Quelles sont les conséquences en termes de finances publiques des choix que Gérald Darmanin et moi-même nous vous proposons ? Le rétablissement des finances publiques reste notre objectif et notre ligne stratégique.

Le désendettement de la France, dont je viens de parler, est une nécessité à la fois pour notre bonne santé économique et pour notre indépendance politique de long terme.

Le déficit public continuera de baisser. Il passera de 2,3 % hors CICE cette année à 2,1 % en 2020, soit nettement sous la barre des 3 %, que nous respectons depuis le début du quinquennat.

La baisse de l’impôt sur le revenu en 2020 sera en partie financée par une diminution des niches fiscales sur les entreprises, conformément à la mission qui m’avait été confiée par le Président de la République et le Premier ministre.

Trois niches fiscales principales vont être concernées : le gazole non routier, le mécénat et le crédit d’impôt recherche.

S’agissant du gazole non routier, ce choix est évidemment cohérent avec notre volonté d’accélérer la transition énergétique de la France et de moins dépendre des énergies fossiles, ce qui est à la fois économiquement coûteux et de nature à porter atteinte à notre indépendance politique et stratégique. Nous avions déjà abordé ensemble, dans cette enceinte même, cette question de la remise en cause de la niche sur le gazole non routier. Notre méthode n’était sans doute pas la bonne, je le reconnais bien volontiers. Elle était trop brutale, trop rapide et pas assez concertée avec les acteurs du bâtiment et des travaux publics, les premiers concernés par cette mesure.

Nous proposons aujourd’hui une baisse de cet avantage fiscal qui a été préparée en concertation étroite avec l’ensemble des professionnels concernés, notamment dans le secteur du bâtiment et des travaux publics et du terrassement.
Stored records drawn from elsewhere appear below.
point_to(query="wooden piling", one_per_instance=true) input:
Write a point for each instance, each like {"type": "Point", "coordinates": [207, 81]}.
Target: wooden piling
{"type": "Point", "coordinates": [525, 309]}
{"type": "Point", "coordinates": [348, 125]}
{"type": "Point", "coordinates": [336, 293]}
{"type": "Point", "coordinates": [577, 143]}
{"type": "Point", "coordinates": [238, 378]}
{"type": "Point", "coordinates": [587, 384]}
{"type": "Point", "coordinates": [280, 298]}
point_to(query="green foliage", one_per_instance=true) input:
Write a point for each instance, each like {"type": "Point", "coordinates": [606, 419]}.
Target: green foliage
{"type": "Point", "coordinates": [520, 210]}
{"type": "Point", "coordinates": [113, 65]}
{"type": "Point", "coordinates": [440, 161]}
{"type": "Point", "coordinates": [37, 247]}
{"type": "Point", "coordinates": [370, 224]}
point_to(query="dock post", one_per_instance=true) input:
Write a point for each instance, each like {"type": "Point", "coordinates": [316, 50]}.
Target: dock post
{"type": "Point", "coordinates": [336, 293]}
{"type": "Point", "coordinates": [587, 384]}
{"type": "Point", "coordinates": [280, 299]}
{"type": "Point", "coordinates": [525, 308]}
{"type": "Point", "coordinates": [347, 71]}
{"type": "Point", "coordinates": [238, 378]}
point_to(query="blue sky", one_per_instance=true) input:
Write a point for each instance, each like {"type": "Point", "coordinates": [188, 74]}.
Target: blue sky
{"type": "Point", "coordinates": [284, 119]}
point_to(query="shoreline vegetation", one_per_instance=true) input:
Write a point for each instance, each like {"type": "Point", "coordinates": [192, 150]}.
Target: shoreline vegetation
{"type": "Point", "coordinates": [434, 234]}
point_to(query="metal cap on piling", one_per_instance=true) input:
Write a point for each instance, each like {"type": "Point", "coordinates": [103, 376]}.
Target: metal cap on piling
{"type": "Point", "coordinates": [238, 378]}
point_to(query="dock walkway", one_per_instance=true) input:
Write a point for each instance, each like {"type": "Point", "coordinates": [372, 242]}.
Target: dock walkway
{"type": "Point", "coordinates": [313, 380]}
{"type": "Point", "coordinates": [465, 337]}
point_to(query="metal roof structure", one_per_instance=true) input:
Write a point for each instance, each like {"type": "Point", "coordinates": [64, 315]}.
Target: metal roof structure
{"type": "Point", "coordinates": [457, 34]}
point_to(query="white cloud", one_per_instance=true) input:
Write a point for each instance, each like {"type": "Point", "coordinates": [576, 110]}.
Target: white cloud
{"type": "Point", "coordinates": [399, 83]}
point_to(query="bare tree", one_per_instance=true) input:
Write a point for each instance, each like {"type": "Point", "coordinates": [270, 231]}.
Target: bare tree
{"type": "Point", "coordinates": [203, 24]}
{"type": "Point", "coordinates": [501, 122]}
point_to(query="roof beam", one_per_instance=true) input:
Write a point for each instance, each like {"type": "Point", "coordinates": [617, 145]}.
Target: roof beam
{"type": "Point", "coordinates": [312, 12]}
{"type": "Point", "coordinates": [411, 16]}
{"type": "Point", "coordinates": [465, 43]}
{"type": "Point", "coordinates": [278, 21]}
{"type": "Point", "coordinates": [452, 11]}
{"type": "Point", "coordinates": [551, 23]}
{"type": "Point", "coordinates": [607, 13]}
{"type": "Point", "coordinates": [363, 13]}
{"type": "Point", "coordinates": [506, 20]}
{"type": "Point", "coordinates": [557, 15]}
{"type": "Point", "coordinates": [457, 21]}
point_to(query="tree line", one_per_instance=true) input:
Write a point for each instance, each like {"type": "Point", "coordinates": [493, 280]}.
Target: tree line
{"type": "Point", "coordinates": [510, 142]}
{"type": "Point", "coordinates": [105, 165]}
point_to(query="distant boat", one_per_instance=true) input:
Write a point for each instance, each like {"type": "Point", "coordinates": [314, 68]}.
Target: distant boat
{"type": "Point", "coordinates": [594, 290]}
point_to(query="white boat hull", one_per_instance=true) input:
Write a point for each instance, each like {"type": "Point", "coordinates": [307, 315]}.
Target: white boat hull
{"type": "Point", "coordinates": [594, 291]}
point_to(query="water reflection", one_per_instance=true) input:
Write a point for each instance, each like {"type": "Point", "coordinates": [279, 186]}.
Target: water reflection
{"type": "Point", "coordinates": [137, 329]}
Gérald Darmanin et moi-même avons demandé à l’inspection générale des finances et au conseil général de l’économie d’évaluer, secteur par secteur, l’incidence de cette baisse.

Le tarif réduit du gazole non routier sera supprimé en trois ans, et non en une seule fois. À la demande des professionnels, la première hausse interviendra non pas au 1er janvier 2020, mais au 1er juillet 2020, ce qui laisse un an aux acteurs concernés pour s’adapter à cette augmentation. Ni les agriculteurs ni le transport ferroviaire ne seront touchés par cette suppression du tarif réduit.

Je le redis, ce changement sera progressif sur trois ans – dans la version initiale, il s’opérait en une seule année. Il ne touchera que certains secteurs et n’interviendra, à la demande des professionnels, qu’au 1er juillet 2020, non au 1er janvier, afin de laisser le temps d’adaptation nécessaire.

La suppression de ce tarif réduit permettra de dégager 900 millions d’euros à terme, un peu plus de 200 millions d’euros dès 2020.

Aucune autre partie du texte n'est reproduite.